Ömer Seyfettin Türk edebiyatında dilde başlattığı sadeleştirme hareketi ve hikâyeciliği ile tanınır. Kullanılan sade Türkçenin edebiyat lisanımıza girmesi için çaba sarf eden ve bunda başarılı olan bir sanatçıdır. “Genç Kalemler” dergisinde yayınladığı “Yeni Lisan” isimli makalesi o günlerde büyük yankı yaptı ve çığır açtı. İlgiyle karşılanan bu makalede Ömer Seyfettin, Türk edebiyatının her yönü ile Türk’e dönük olmasını, saf ve sade Türkçe kullanılmasını savunuyordu. Kendi yazdığı hikâyelerde de bu görüşünü başarı ile uygulamış ve eserleri günümüzde hâla okunmakta ve sadeleştirmeye gerek duyulmadan anlaşılmaktadır.

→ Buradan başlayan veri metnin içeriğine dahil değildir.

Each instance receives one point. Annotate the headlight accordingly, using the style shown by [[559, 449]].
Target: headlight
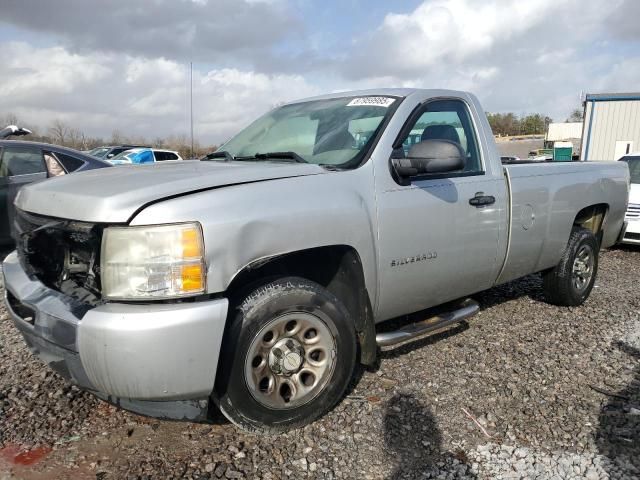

Akıcı ve ilgi çekici bir üslubu vardır. Çok kuvvetli anlatış gücü ile gereksiz uzatmalar ve süslü anlatımlardan uzak, sade bir anlatımla konulara yaklaşmış ve hikâyelerini beklenmeyen sonuçlara bağlamıştır. Hikâyelerinde okuyuculara iyilik, doğrulu ve ahlakî üstünlük vasıflarını taşıyan ibret dersleri vermeye çalışmıştır.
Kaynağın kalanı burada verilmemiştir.